Le ragioni di questa resistenza sono ben note a tutti noi e sono state scritte in innumerevoli pagine a partire dagli anni Sessanta. Riassumiamo: ciò che è sempre stato santo non può scomparire; il papa non è il padrone della Tradizione, ma solo il suo custode e, quindi, non può abrogare o proibire i libri liturgici con i quali la Chiesa ha praticato il culto per più di millecinquecento anni. In altre parole, il papa non può proibire la Tradizione. Fine. E se intende farlo illegittimamente, ci opporremo. Ma sappiamo tutti che quello liturgico, se si dovesse verificare, non sarebbe l’unico motivo per rendere visibile lo scisma nascosto che già esiste. Anche se non sempre possiamo dirlo, e forse non è saggio farlo, sappiamo tutti che in fondo si tratta di una questione di fede: papa Francesco mantiene un’adesione almeno ambigua alla fede degli apostoli, e molti dei vescovi a lui più vicini l’hanno abbandonata. E se non lo hanno ancora fatto espressamente, lo fanno quotidianamente nella pratica. Il sacramento del matrimonio è stato relativizzato con l’Amoris laetitiae, la salvezza universale in Gesù Cristo è stata relativizzata con il documento di Abu Dhabi, la Chiesa è caduta nella ripugnante accettazione di benedire la sodomia, contraddicendo non solo il magistero immemorabile della Chiesa ma la stessa parola di Dio, e sta cercando di rifondare una nuova “chiesa sinodale”, lontana da qualsiasi concezione tradizionale.
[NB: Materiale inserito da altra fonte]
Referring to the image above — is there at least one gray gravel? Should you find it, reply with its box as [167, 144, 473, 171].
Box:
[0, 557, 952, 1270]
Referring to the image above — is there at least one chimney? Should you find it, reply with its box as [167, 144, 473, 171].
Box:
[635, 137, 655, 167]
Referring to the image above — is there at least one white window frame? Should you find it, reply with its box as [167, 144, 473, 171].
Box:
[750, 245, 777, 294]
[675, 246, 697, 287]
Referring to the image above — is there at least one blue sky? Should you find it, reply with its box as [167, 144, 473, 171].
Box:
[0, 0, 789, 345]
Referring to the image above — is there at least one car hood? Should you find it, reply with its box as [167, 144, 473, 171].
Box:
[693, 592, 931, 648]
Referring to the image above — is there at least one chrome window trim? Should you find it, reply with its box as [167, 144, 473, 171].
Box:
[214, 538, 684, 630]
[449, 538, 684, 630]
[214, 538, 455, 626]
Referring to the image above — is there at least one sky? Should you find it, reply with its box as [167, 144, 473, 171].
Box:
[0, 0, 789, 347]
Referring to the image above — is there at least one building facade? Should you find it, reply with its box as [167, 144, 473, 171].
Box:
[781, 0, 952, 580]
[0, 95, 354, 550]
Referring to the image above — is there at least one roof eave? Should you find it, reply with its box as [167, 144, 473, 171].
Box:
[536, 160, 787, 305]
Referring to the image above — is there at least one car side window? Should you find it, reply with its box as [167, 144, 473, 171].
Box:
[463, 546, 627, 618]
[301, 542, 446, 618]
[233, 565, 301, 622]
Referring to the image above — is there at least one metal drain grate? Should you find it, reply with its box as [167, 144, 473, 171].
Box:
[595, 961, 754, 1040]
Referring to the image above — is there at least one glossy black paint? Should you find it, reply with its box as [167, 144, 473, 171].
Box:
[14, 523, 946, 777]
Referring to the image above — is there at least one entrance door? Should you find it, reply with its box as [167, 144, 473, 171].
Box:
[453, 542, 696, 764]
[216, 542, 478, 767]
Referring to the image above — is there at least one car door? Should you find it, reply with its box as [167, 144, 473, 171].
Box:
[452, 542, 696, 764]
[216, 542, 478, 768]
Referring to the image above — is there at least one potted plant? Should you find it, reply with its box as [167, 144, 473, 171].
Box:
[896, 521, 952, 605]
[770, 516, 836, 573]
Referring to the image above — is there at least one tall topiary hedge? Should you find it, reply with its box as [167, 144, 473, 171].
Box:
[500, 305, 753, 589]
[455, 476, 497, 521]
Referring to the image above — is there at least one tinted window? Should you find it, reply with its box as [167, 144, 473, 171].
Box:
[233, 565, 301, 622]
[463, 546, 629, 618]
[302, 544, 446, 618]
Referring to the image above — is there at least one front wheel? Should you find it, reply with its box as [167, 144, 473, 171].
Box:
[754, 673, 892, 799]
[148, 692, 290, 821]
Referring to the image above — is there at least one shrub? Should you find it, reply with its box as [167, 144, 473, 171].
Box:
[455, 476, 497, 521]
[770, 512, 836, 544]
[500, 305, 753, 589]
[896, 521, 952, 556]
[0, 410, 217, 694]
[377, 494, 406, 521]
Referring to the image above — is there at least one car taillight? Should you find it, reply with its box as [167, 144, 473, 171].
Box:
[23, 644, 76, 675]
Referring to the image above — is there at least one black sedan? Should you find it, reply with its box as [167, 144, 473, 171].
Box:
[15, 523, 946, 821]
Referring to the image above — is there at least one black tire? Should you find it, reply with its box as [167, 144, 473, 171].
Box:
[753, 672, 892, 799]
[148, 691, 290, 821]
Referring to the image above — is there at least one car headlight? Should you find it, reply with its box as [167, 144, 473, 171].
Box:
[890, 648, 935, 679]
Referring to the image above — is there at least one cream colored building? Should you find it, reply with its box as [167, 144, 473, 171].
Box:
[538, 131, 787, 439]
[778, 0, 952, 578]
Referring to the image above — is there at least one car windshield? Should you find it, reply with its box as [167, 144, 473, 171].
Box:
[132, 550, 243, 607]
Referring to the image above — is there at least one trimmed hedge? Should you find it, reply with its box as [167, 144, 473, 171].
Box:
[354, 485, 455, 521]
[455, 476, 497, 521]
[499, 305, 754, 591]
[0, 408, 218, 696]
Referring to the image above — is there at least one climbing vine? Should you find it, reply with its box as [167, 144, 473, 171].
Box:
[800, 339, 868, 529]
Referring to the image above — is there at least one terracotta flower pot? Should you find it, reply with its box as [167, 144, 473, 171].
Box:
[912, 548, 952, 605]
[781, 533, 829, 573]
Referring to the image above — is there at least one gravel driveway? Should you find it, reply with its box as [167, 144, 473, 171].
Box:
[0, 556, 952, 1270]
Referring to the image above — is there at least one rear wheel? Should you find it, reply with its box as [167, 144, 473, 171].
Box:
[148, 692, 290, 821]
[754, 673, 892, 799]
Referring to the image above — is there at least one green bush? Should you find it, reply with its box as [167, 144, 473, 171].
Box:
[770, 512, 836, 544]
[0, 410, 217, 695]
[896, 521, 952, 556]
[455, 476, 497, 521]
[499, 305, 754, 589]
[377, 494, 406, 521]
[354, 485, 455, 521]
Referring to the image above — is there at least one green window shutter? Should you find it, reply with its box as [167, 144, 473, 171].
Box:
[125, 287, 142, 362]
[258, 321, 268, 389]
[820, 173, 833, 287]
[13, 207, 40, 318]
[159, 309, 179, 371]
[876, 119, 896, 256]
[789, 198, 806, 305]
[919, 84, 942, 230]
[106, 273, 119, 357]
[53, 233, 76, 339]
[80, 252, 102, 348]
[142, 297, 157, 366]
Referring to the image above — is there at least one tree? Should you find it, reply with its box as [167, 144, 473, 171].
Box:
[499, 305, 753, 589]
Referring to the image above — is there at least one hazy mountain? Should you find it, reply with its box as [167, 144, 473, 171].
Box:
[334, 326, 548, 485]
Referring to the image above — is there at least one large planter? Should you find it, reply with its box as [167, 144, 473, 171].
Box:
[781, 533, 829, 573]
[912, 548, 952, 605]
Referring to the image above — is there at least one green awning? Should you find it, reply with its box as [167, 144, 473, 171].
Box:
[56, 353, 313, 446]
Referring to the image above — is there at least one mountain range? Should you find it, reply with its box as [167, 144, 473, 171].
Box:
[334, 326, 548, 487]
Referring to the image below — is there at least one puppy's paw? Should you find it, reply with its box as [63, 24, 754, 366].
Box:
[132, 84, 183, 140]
Il quadro della situazione della Chiesa presentato rapidamente in questo articolo è molto strano: la Sede romana, che in tempi di crisi ha sempre difeso la dottrina cattolica contro gli scismatici, ora è con coloro che negano la dottrina cattolica, e la mette essa stessa in discussione. Gli “scismatici” di oggi, invece, insistono e affermano l’insegnamento tradizionale mentre vengono ridicolizzati, allontanati e perseguitati dai vescovi, e il custode della fede apostolica, il successore dell’apostolo Pietro, mantiene nei loro confronti un atteggiamento che, nella migliore delle ipotesi, si potrebbe definire ambiguo.
E sentirete di guerre e di rumori di guerre. Guardate di non allarmarvi, perché deve avvenire, ma non è ancora la fine (Mt 24, 6).